Some key questions in this area of investigation are:
• Where do new sources of research funding come from, and how important a role do they play? Which agents foster the development, which methods do they use, and what are their primary motivations?
• What are the epistemic consequences, and who is affected by them? What is the impact of business interests on epistemic norms and ideals, and are there any (additional) sources of bias to be expected?
• Have there been any (changes of) institutional structures in the last decades that have stimulated or hindered these tendencies? Which historical idea of science is at stake? Which factors affected the practices of organizing the production and distribution of scientific knowledge during the second half of the 20th century?
• Is academic freedom threatened by these developments, and if so, to what extent? How could it be maintained? What are the epistemic effects of endowment chairs and industry-sponsored PhD projects?

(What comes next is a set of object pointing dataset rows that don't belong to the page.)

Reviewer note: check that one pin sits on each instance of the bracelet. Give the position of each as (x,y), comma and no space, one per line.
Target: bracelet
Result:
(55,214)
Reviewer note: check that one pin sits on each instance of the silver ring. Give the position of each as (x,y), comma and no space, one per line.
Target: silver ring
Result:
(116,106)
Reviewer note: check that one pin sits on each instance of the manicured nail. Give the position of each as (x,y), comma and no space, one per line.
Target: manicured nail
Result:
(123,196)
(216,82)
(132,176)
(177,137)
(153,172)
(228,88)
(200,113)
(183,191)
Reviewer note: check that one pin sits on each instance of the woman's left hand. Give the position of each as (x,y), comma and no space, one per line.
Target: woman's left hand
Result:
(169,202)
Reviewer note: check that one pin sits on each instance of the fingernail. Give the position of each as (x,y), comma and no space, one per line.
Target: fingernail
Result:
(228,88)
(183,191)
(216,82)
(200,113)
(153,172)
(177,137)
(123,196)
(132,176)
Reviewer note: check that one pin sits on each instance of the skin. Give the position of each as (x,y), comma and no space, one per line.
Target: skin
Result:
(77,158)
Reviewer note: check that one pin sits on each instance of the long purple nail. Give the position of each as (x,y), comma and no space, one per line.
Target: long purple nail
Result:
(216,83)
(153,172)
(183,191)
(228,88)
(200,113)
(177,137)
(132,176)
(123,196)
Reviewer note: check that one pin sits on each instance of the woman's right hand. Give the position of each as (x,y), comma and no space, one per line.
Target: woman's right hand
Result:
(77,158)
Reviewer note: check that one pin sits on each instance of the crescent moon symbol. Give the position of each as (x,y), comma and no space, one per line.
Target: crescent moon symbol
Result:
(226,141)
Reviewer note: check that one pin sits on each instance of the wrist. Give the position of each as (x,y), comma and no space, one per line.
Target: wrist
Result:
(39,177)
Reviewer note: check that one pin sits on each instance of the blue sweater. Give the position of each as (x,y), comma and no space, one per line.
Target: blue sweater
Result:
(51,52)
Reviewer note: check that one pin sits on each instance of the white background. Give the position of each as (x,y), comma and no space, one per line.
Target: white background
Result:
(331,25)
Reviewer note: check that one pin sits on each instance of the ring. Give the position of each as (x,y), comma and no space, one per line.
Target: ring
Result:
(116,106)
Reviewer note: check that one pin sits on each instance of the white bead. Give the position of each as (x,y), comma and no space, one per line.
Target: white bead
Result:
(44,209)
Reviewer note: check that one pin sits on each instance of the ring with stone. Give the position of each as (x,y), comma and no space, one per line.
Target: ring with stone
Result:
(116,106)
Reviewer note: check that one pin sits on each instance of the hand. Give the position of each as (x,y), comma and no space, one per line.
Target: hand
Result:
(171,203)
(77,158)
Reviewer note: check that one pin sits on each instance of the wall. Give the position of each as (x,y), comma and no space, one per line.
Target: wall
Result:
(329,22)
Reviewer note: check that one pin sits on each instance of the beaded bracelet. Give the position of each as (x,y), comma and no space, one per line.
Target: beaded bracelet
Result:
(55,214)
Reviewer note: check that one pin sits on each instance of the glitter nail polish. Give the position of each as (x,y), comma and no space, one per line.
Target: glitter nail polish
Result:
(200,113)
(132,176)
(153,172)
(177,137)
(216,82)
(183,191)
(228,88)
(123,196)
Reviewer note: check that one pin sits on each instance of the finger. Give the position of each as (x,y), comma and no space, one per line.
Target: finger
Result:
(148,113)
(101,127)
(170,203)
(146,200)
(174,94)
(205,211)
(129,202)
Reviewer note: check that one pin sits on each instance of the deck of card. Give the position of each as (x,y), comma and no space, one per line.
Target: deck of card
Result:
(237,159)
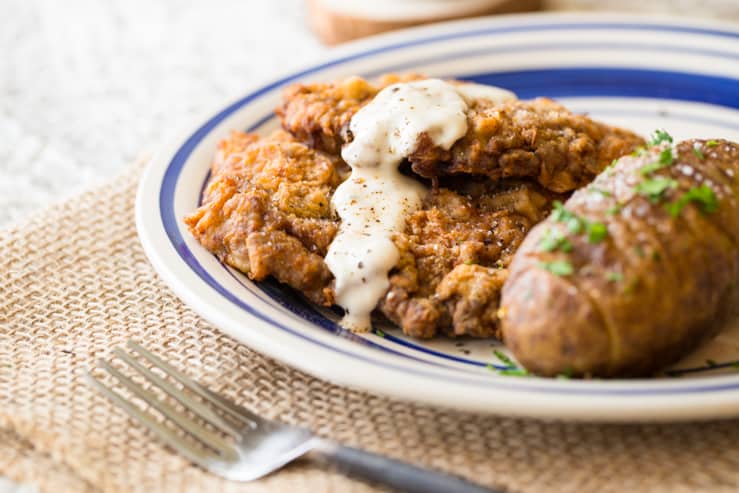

Contributions may approach these and related questions from various disciplinary perspectives such as philosophy of science, history of science, science and technology studies, social epistemology, and formal epistemology.

Submission:
Contributions must be original and may not be under review elsewhere. Extended abstracts should be no longer than 1000 words and describe the topic, structure, and argument of the paper. We will invite the submission of full manuscripts, based on the quality of the extended abstract. All manuscripts will be subject to single-blind peer-review.

Deadlines
Abstracts: 29 March 2020
Manuscripts: 31 July 2020

Keywords:
public research, private research, research funding, private knowledge, research grants, business interests, scientific knowledge, academic freedom, epistemology

Important Note:
All contributions to this Research Topic must be within the scope of the section and journal to which they are submitted, as defined in their mission statements. Frontiers reserves the right to guide an out-of-scope manuscript to a more suitable section or journal at any stage of peer review.